Et il me questionnât pour savoir exactement ce que j’avais vu.
-
LA
DÉCOUVERTE DES DONS
Après une courte
discussion avec sa petite fille, il s’aperçut qu’il avait une
fillette dotée d’un don spéciale entre les mains. Alors il commença
à me parler, m’enseigner dans les connaissances de l’occulte ou
ce qui aujourd’hui est plus connu sous le nom de « magie
blanche ». Ainsi
que les connaissances du « nouvel âge ». Puisque, selon
mon père, il y avait deux sources de pouvoir : une source bonne
ou positive, ainsi qu’une source mauvaise ou négative. La source
positive était celle de la « magie blanche » avec
laquelle il est possible d’accomplir de bonnes choses de manière
surnaturelle. Et la négative comme vous devinez est celle de la
« magie noire » qui permet de faire du mal. Curieusement
par contre, dans les enseignements de mon père, il n’y avait ni
bien, ni mal!!! Évidement comme tout enfant, j’ai grandit croyant
tout ce qui m’était enseigné comme étant vrai.
À un moment de
ma vie d’enfance (vers 8 ou 10 ans), une question commençait à
prendre de la vie dans mon esprit. « Et si tout cela n’était
pas vrai, et si tout cela n’était qu’un mensonge, une illusion,
un piège, une pièce de théâtre pour empêcher de voir ce qui est
vrai? » Et cette question me venait de plus en plus au fil des
années… cette question devenait intense et une véritable quête!

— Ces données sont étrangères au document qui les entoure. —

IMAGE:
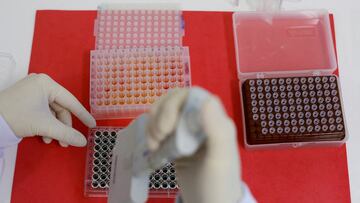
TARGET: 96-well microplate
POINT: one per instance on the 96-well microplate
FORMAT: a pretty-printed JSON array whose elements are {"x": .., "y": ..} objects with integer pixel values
[
  {"x": 101, "y": 141},
  {"x": 294, "y": 109},
  {"x": 125, "y": 82},
  {"x": 116, "y": 29}
]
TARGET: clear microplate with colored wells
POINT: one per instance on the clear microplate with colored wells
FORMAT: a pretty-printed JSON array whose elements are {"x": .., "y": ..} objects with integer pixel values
[
  {"x": 125, "y": 82},
  {"x": 288, "y": 46},
  {"x": 101, "y": 140},
  {"x": 116, "y": 29}
]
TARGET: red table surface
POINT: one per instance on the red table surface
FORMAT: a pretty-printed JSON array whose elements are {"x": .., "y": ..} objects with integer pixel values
[{"x": 61, "y": 48}]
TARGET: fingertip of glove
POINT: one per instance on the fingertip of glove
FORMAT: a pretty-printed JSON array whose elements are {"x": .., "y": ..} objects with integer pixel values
[
  {"x": 46, "y": 140},
  {"x": 91, "y": 122}
]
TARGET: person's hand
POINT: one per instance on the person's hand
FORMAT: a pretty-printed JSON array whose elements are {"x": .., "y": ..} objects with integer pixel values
[
  {"x": 212, "y": 174},
  {"x": 37, "y": 105}
]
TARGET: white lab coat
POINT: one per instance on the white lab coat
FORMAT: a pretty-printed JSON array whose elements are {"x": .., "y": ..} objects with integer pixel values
[
  {"x": 8, "y": 138},
  {"x": 246, "y": 198}
]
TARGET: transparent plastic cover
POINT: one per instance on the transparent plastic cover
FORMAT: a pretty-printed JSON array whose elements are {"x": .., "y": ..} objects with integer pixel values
[{"x": 296, "y": 41}]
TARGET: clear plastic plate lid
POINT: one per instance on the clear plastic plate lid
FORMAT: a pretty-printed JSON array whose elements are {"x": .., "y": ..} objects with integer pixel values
[
  {"x": 7, "y": 66},
  {"x": 285, "y": 43}
]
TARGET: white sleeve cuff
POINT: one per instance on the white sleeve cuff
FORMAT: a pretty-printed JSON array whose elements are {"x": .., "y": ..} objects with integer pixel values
[
  {"x": 7, "y": 136},
  {"x": 246, "y": 198}
]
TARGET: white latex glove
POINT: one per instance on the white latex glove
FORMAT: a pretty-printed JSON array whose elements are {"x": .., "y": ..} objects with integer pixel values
[
  {"x": 37, "y": 105},
  {"x": 213, "y": 174}
]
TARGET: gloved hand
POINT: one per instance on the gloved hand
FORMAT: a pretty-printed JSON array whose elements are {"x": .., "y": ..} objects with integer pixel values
[
  {"x": 212, "y": 174},
  {"x": 37, "y": 105}
]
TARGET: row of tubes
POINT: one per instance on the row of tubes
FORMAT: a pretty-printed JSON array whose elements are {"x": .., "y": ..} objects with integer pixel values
[
  {"x": 106, "y": 13},
  {"x": 137, "y": 87},
  {"x": 126, "y": 101},
  {"x": 128, "y": 53},
  {"x": 132, "y": 93},
  {"x": 138, "y": 67}
]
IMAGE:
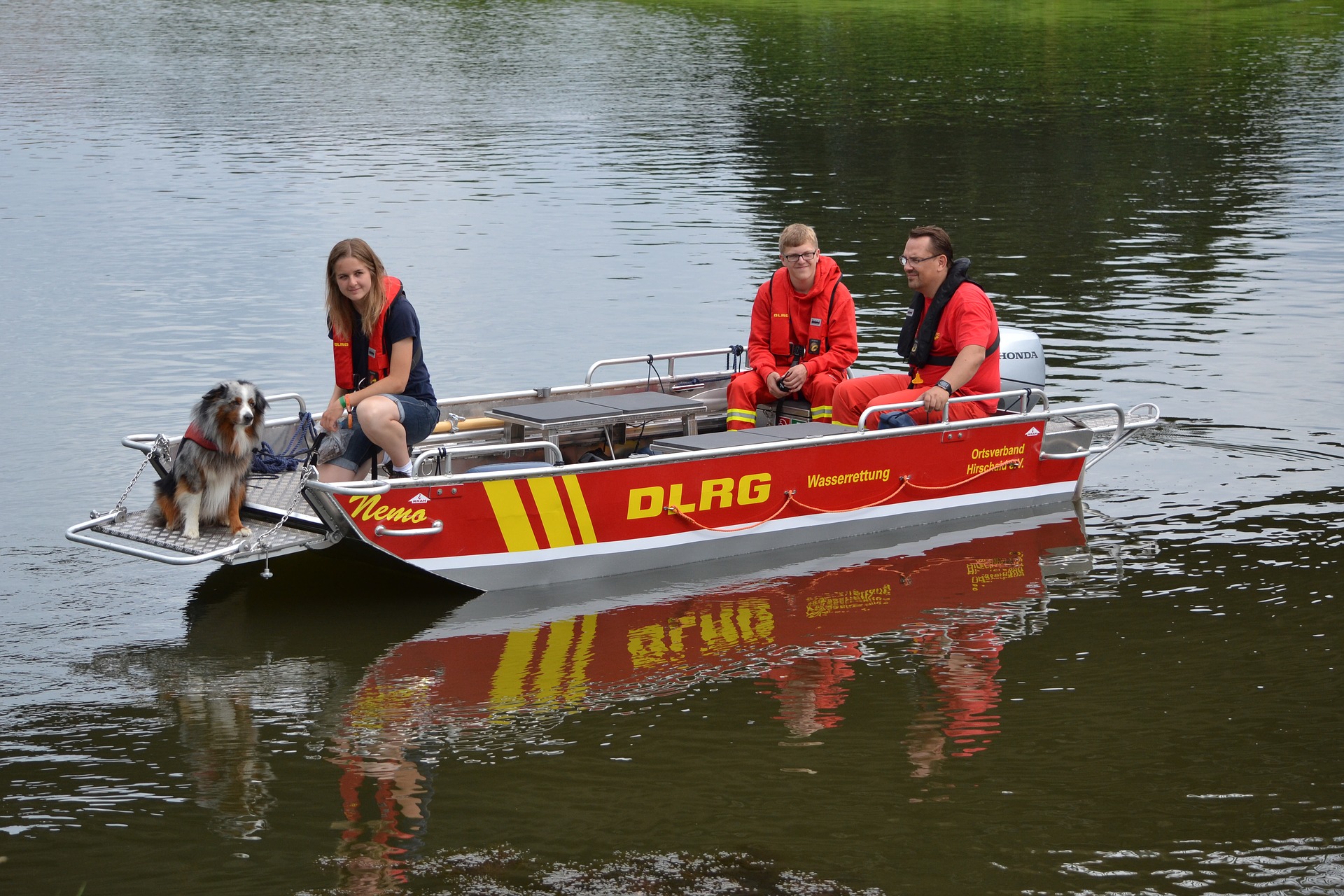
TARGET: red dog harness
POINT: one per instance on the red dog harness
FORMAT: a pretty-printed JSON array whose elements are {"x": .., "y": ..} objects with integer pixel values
[
  {"x": 198, "y": 435},
  {"x": 378, "y": 359}
]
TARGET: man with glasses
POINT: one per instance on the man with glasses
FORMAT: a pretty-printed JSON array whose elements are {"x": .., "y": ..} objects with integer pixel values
[
  {"x": 951, "y": 339},
  {"x": 803, "y": 333}
]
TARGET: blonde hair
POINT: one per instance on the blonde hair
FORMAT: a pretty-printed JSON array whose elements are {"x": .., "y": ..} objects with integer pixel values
[
  {"x": 340, "y": 311},
  {"x": 797, "y": 235}
]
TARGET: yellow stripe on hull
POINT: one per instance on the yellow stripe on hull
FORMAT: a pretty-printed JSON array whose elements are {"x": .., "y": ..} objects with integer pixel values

Mais ou trouver la réponse, où trouver la vraie réponse, comment
savoir quelle est la vraie réponse????
Il vint un point
ou j’ai demandé à mon père si tout cela était vrai, et si ce ne
serait pas plutôt faux? Mais mon père m’a répondu : « Si
ce n’était pas vrai, rien de cela ne fonctionnerait n’est-ce pas ? .
Ce qui semblait sensé à ce moment là, puisque tout ce que nous
faisions fonctionnait! La petite fille que j’étais, avait n’avait
seulement que plus ou moins 11 ans à ce moment là.
En fait, déjà
à ce moment de ma vie je pouvais accomplir beaucoup de choses avec
les dons que j’avais, par exemple je pouvais faire les choses
suivantes :
- Lire les cartes
- Lire et voir des moments d’une vie passée de quelqu’un, juste
en les touchant
- Trouver n’importe quoi qui était perdu (ou que ce soit, intérieur
ou extérieur, sur une carte, peu importe la zone,
l’ampleur de l’endroit ou chercher) les
yeux fermés, ou avec un pendule.
- Pratiquer la télépathie avec mon père
- Voyager astralement
- Par la concentration ne pas sentir la douleur physique (entrer une
aiguille profond dans ma peau)
- Médium (pas certaine si c’était avec les morts, mais sûrement
avec des esprits) sans mon consentement, i.e. je faisais des
rencontres horribles dans certains endroits étranges, je voyais
des êtres du passé, sans le vouloir. Je ne donnerai pas de détails
dans ce témoignage, mais c’est quelque chose que je ne souhaite à
personne. Ces créatures n’étaient pas de Dieu, je peux vous
l’assurer maintenant.
On a pu prouver
mes visions (ou visites des êtres) en trouvant l’historique de
l’endroit. D’ailleurs un des rêves de mon père était qu’un
jour on aille ensemble dans les vieux pays, visiter les lieux hantés,
et ou des druides avaient vécu autrefois, pour voir ce que j’y
verrais.
Mais toujours
cette question demeurait dans mon esprit, et devint de plus en plus
claire et devint : « Et si tout cela ne venait pas de la vérité? »
Quoi? Si cela NE VENAIT PAS DE LA VÉRITÉ? Ouf! Cela m’était, à
ce moment, tout à fait incompréhensible… Qu’est-ce que cela
voulait dire??? Je pouvais comprendre qu’une chose soit vraie ou
non, mais venant de la vérité ou non, cela je ne le comprenais pas!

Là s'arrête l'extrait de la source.